处理JSON中错误转义的字符 [英] Dealing with mis-escaped characters in JSON

查看:1906
本文介绍了处理JSON中错误转义的字符的处理方法,对大家解决问题具有一定的参考价值,需要的朋友们下面随着小编来一起学习吧!

问题描述

我正在读取一个包含转义的单引号( \')的Python的JSON文件。这会导致各种各样的打嗝,正如讨论过的那样。 此处。不过,我无法找到任何有关解决问题的方法。我只是做了一个

  newstring = originalstring.replace(r\',')

以及事情的结果。但是这似乎相当难看。在json



不幸的是,回到源代码是不可能的。



感谢您的帮助! JSON标准定义了一组特定的有效的2字符转义序列 \\ \ / \ \b \r \\\
\ f \ t 和一个4字符的转义序列来定义任何Unicode代码点, \uhhhh \u 加上4个十六进制数字)。其他任何反斜杠序列加上其他字符无效的JSON



如果您有JSON源,则无法解决,否则唯一的办法就是删除无效序列用 str.replace()做了,即使它有点脆弱(当引号之前有一个反斜杠序列的时候,它会中断的) 。



你可以使用常规的e也可以使用 sub(r'(?<!\\)\\(?![\\ / bfnrt] | u [0-9a-fA-F] {4})',r ,输入字符串)

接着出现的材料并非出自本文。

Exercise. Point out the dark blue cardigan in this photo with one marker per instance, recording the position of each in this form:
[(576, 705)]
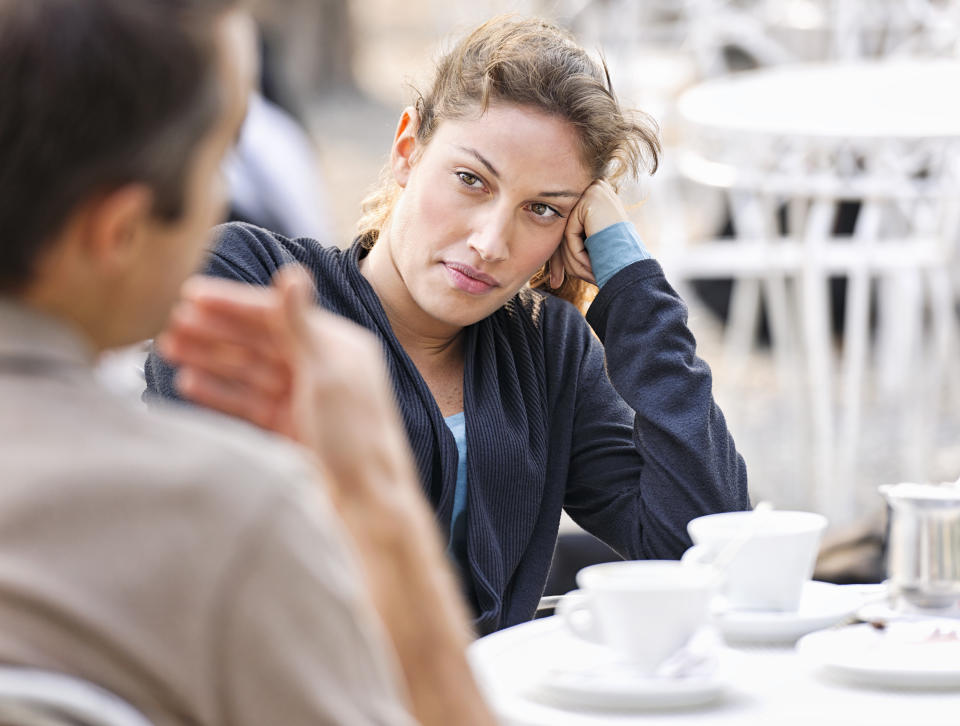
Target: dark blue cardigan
[(630, 443)]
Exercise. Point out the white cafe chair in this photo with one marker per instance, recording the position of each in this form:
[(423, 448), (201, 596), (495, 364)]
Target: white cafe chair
[(34, 697)]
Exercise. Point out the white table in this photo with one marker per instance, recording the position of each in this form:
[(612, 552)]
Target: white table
[(787, 146), (768, 686)]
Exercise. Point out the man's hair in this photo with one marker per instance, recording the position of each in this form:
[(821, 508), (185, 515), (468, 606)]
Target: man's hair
[(95, 94)]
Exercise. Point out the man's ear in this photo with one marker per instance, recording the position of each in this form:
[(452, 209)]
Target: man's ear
[(404, 145), (115, 225)]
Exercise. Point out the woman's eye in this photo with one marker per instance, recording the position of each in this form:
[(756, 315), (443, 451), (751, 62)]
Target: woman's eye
[(470, 180), (543, 210)]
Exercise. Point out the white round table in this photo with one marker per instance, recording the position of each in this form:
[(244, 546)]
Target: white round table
[(766, 686)]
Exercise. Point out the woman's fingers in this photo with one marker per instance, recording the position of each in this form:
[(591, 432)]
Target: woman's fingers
[(226, 360), (557, 267)]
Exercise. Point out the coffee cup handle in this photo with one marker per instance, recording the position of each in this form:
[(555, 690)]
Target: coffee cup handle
[(574, 608)]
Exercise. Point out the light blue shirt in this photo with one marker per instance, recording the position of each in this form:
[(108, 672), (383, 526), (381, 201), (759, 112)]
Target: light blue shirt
[(613, 248), (457, 549)]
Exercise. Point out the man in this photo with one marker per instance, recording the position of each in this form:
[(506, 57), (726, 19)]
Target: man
[(195, 567)]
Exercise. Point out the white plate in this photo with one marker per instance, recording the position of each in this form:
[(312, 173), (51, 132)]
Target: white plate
[(922, 654), (821, 605), (614, 686)]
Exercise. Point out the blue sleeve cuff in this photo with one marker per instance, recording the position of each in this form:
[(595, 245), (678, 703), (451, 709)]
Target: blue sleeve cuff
[(613, 248)]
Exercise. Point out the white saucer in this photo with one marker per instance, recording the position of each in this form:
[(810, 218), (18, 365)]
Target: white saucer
[(615, 686), (920, 654), (821, 605)]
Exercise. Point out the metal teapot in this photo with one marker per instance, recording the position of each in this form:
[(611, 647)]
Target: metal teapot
[(923, 544)]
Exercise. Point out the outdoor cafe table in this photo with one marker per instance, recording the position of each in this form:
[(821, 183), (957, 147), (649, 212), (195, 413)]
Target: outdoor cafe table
[(764, 686)]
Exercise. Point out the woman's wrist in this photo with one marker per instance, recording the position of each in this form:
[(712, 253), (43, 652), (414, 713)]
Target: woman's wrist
[(613, 248)]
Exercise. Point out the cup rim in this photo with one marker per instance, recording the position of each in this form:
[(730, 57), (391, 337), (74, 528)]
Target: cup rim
[(700, 576), (804, 521)]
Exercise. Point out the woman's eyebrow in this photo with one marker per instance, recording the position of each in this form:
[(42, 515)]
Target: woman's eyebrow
[(479, 157), (575, 195)]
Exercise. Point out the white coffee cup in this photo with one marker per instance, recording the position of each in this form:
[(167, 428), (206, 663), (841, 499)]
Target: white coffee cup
[(769, 555), (646, 610)]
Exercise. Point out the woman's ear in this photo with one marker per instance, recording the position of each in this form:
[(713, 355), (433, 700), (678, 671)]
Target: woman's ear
[(115, 224), (404, 145)]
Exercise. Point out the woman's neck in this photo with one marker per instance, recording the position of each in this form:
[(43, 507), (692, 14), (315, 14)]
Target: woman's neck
[(425, 339)]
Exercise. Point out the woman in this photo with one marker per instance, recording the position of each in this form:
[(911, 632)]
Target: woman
[(500, 176)]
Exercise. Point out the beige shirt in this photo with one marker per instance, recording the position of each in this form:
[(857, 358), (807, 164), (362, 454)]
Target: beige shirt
[(186, 562)]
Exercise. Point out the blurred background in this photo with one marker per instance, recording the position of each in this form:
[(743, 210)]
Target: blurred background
[(806, 204)]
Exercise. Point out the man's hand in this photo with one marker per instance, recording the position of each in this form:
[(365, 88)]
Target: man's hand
[(270, 355)]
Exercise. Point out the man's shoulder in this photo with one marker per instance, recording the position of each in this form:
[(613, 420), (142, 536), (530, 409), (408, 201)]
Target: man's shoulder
[(217, 451), (113, 446), (251, 253)]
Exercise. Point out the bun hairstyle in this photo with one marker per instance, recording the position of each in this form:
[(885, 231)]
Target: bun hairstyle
[(529, 62)]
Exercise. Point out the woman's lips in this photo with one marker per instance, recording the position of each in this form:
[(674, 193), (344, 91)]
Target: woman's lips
[(469, 279)]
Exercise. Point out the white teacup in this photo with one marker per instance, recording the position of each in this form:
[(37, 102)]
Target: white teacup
[(646, 610), (770, 555)]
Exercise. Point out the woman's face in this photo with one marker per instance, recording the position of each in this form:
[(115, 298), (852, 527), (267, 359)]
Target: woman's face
[(483, 206)]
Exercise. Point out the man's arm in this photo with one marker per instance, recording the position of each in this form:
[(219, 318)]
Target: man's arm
[(270, 356)]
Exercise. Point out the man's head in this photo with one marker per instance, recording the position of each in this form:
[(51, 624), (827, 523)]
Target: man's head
[(114, 117)]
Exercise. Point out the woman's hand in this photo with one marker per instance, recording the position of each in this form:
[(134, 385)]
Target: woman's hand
[(598, 208)]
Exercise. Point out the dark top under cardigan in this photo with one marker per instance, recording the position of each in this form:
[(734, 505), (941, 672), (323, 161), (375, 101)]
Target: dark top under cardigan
[(630, 443)]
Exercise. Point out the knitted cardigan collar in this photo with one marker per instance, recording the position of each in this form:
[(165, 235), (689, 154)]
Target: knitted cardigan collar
[(505, 402)]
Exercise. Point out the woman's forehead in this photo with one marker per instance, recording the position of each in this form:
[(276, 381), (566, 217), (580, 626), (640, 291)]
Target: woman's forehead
[(511, 138)]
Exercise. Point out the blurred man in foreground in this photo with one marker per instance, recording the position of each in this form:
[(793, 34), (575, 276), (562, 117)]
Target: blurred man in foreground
[(193, 566)]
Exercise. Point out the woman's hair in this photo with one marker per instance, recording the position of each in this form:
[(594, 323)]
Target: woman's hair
[(529, 62)]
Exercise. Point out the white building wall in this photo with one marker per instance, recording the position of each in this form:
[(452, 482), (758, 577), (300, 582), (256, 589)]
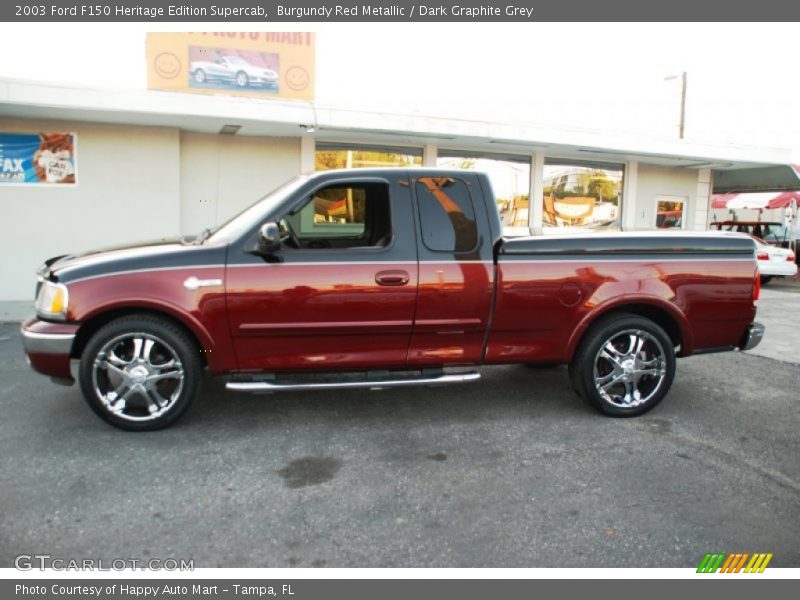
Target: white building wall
[(654, 182), (221, 175), (126, 177)]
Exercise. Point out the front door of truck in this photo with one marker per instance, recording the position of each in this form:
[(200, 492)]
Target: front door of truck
[(340, 293)]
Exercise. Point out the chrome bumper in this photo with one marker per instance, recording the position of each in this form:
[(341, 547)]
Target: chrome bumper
[(47, 343), (754, 335)]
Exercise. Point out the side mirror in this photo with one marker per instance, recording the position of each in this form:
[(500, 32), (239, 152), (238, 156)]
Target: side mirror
[(269, 238)]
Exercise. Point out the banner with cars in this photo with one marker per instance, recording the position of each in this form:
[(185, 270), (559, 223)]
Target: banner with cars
[(38, 158), (256, 64)]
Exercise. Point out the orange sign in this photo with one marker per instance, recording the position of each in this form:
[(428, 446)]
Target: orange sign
[(255, 64)]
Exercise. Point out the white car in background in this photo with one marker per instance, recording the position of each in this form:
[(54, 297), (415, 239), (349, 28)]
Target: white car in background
[(231, 69), (774, 261)]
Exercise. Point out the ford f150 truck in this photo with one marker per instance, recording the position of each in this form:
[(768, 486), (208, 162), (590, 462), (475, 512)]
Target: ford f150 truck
[(385, 277)]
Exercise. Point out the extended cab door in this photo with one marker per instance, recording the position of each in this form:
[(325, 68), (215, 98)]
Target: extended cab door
[(456, 270), (341, 291)]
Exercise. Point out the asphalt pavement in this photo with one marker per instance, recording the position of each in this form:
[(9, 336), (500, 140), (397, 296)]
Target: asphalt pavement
[(511, 471)]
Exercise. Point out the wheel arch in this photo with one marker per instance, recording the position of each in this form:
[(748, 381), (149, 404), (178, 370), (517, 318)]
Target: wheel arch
[(665, 315), (196, 332)]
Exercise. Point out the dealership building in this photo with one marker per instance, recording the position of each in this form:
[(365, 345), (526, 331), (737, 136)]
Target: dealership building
[(156, 164)]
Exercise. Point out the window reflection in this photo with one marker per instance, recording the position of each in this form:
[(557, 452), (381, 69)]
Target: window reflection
[(329, 157), (582, 195), (510, 179)]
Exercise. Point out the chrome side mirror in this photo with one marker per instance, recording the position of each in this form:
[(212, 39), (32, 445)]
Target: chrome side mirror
[(269, 238)]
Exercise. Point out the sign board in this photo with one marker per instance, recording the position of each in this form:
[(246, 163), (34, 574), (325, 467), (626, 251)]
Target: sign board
[(38, 159), (255, 64)]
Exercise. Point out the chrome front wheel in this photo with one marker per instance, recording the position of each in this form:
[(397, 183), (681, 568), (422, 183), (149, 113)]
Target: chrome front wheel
[(137, 376), (140, 372)]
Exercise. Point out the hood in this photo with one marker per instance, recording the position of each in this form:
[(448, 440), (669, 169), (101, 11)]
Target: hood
[(158, 254)]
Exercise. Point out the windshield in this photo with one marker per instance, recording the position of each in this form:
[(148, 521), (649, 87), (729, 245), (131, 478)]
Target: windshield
[(245, 220)]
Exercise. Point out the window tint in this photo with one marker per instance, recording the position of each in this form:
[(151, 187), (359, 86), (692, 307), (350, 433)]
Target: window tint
[(447, 214)]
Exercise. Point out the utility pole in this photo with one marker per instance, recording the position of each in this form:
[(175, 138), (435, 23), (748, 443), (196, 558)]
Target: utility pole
[(682, 123)]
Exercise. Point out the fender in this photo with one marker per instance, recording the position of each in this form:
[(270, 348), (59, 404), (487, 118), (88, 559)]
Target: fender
[(218, 361), (619, 302)]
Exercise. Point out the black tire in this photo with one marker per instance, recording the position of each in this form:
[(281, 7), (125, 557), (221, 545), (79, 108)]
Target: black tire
[(116, 372), (648, 372)]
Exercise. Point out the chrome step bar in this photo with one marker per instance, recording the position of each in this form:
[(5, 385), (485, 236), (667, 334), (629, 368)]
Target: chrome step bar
[(373, 384)]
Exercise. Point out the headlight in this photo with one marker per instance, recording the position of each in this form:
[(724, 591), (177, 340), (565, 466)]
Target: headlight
[(52, 301)]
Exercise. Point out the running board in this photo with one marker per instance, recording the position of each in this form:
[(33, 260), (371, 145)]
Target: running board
[(373, 384)]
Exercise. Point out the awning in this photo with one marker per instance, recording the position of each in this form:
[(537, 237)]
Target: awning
[(756, 200), (775, 178)]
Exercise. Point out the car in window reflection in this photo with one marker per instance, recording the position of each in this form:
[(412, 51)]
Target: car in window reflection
[(774, 261), (231, 69)]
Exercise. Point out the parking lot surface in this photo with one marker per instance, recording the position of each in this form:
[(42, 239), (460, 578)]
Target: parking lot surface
[(512, 471)]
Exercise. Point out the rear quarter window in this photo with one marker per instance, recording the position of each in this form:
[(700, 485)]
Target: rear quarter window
[(447, 214)]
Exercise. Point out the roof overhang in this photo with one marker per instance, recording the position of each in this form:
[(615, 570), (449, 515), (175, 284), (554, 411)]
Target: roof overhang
[(281, 118)]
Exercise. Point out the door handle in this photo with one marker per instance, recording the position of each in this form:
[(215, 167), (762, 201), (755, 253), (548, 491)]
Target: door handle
[(393, 277)]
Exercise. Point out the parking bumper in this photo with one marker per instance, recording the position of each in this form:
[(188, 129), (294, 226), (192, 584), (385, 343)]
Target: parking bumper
[(755, 334), (48, 347)]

这不会发现奇数反斜杠序列,如 \\\\ 但是会抓住其他的东西:

 >>> import re,json 
>>> broken = r'带有转义引号的JSON字符串:\'和其他各种转义符:\ a \& \ $和一个换行符\\\
'
>>> json.loads(已损坏)
Traceback(最近一次调用的最后一个):
在< module>文件中的< stdin>
文件/Users/mjpieters/Development/Library/buildout.python/parts/opt/lib/python3.5/json/__init__.py,第319行,载入
return _default_decoder.decode( s)
文件/Users/mjpieters/Development/Library/buildout.python/parts/opt/lib/python3.5/json/decoder.py,第339行解码
obj,end = self.raw_decode(s,idx = _w(s,0).end())
文件/Users/mjpieters/Development/Library/buildout.python/parts/opt/lib/python3.5/json /decoder.py,第355行,在raw_decode
obj,end = self.scan_once(s,idx)
json.decoder.JSONDecodeError:无效\escape:第1行第34列(char 33)
>>> json.loads(应用re.sub(R'(小于\\)\\([\\ / bfnrt] | U [0-9A-FA-F] {4}?!?! )',r'',broken))
带有转义引号的JSON字符串和其他各种破解转义:a& $和一个换行符\\\


I am reading a JSON file into Python which contains escaped single quotes (\'). This leads to all kinds of hiccups, as nicely discussed e.g. here. However, I could not find anything on how to address the issue. I just did a

newstring=originalstring.replace(r"\'", "'")

and things worked out. But this seems rather ugly. I could not really find much material on how to deal with this kind of thing (creating an exception, or something) in the json docs either.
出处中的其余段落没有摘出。